6159 Supporting Infrastructure for Nanotechnology and Beyond

Sunday, February 19, 2012: 1:00 PM
Michael McLennan , Purdue University, West Lafayette, IN
nanoHUB.org, which provides cyberinfrastructure for the nanotechnology community, has seen its number of active users double almost every year since its inception.  In 2010, nanoHUB.org served more than 350,000 visitors from 172 countries.  Of these, a core audience of 167,000 spent at least 15 minutes on the site viewing seminars, downloading teaching materials, or interacting with simulation/modeling tools submitted by a worldwide community.

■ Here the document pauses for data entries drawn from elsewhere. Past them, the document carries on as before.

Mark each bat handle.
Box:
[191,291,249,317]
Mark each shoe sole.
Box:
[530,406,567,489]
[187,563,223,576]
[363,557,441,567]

The origins of nanoHUB.org were in 2002, when the National Science Foundation formed the Network for Computational Nanotechnology (NCN), and charged it with a mission to create a national resource for theory, modeling, and simulation in nanotechnology, as well as to form a nanotechnology community by connecting users in research, education, design, and manufacturing.  In the course of this work, the NCN created nanoHUB.org.

Some people compare nanoHUB.org to the highly successful Open Courseware Initiative from MIT.  But nanoHUB.org is more than just a repository for course materials.  It is a place where researchers and educators can meet and accomplish real work.  nanoHUB.org offers groups for private collaboration, software development projects in its nanoFORGE area, an active question/answer forum, and many other services designed to connect researchers and build a community.

Most importantly, nanoHUB.org connects users to the simulation/modeling tools they need for research and education.  Users can access more than 220 interactive, graphical tools, and not only launch simulations, but also visualize and analyze the results, all via a standard Web browser.  Simulation jobs can be dispatched immediately upon the click of a mouse, with no wait for allocations or computing time. These jobs can be offloaded onto national grid resources, bringing the resources of TeraGrid, the Open Science Grid, and Purdue’s own DiaGrid to each user’s desktop.  HUBzero’s unique middleware hides much of the complexity of grid computing, handling authentication, authorization, file transfer, and visualization.  This approach helps bring the tools into the classroom and into experimental labs, within reach of students and other researchers who are not computational experts.

nanoHUB.org tools, seminars, and other resources are being cited in academic journals and are treated as a new form of electronic publication.  To date, there are more than 700 citations of these new resources in academic literature.